Dziś książki nie okładamy w gazety, nie trzymamy w zamkniętej biblioteczce. „Książka jest dla umysłu tym, czy gimnastyka dla ciała”- na naszym kolejnym spotkaniu połączyliśmy czytanie z gimnastyką.
Wyszliśmy z książką na trawniki otaczające bibliotekę, zasiedliśmy na małych okrągłych dywanikach i "wystartowaliśmy w świat wyobraźni". Każdy wybrał z naszych zbiorów swoją ulubioną książkę, którą przedstawiał innym lub czytał na głos. Chcieliśmy dzielić się książkami i radością czytania.

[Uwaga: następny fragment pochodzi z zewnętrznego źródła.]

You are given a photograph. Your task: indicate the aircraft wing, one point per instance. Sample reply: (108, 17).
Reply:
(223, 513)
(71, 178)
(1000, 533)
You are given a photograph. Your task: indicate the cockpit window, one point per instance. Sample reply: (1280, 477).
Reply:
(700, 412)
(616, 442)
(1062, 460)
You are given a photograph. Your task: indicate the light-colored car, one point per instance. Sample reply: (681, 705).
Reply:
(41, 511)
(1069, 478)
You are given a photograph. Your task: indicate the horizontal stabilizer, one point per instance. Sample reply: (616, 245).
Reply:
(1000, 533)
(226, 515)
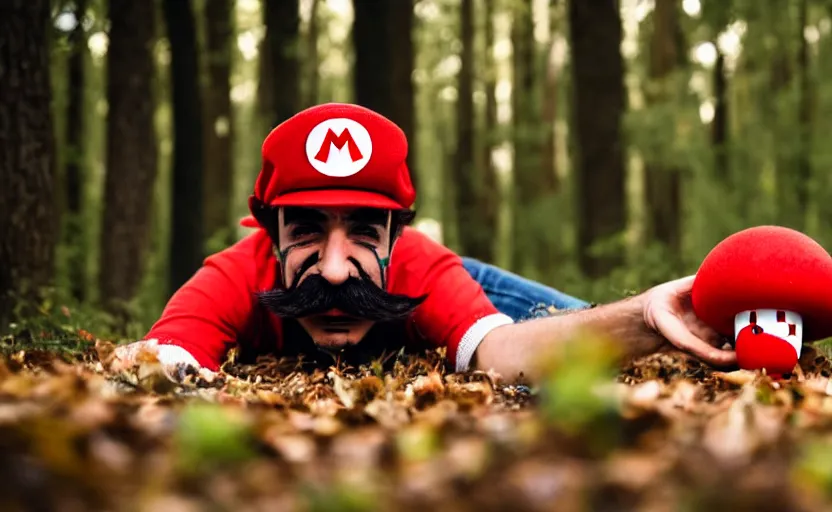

W trakcie spotkania rozegraliśmy mini konkursy tj. skakania na skakance, gry w piłkę nożną czy zbijaka. Dla głodnych i spragnionych mieliśmy kukurydziane kolorowe kulki oraz lodową rozpuszczalną herbatę.
Po wyczerpującym pobycie na świeżym powietrzu, wróciliśmy do biblioteki stworzyć "Czytaczka-Kudlaczka". Co wcale nie było łatwym zadaniem, ponieważ okazało się, że większość uczestników naszego spotkania nigdy nie miało w ręce igły i nitki do szycia.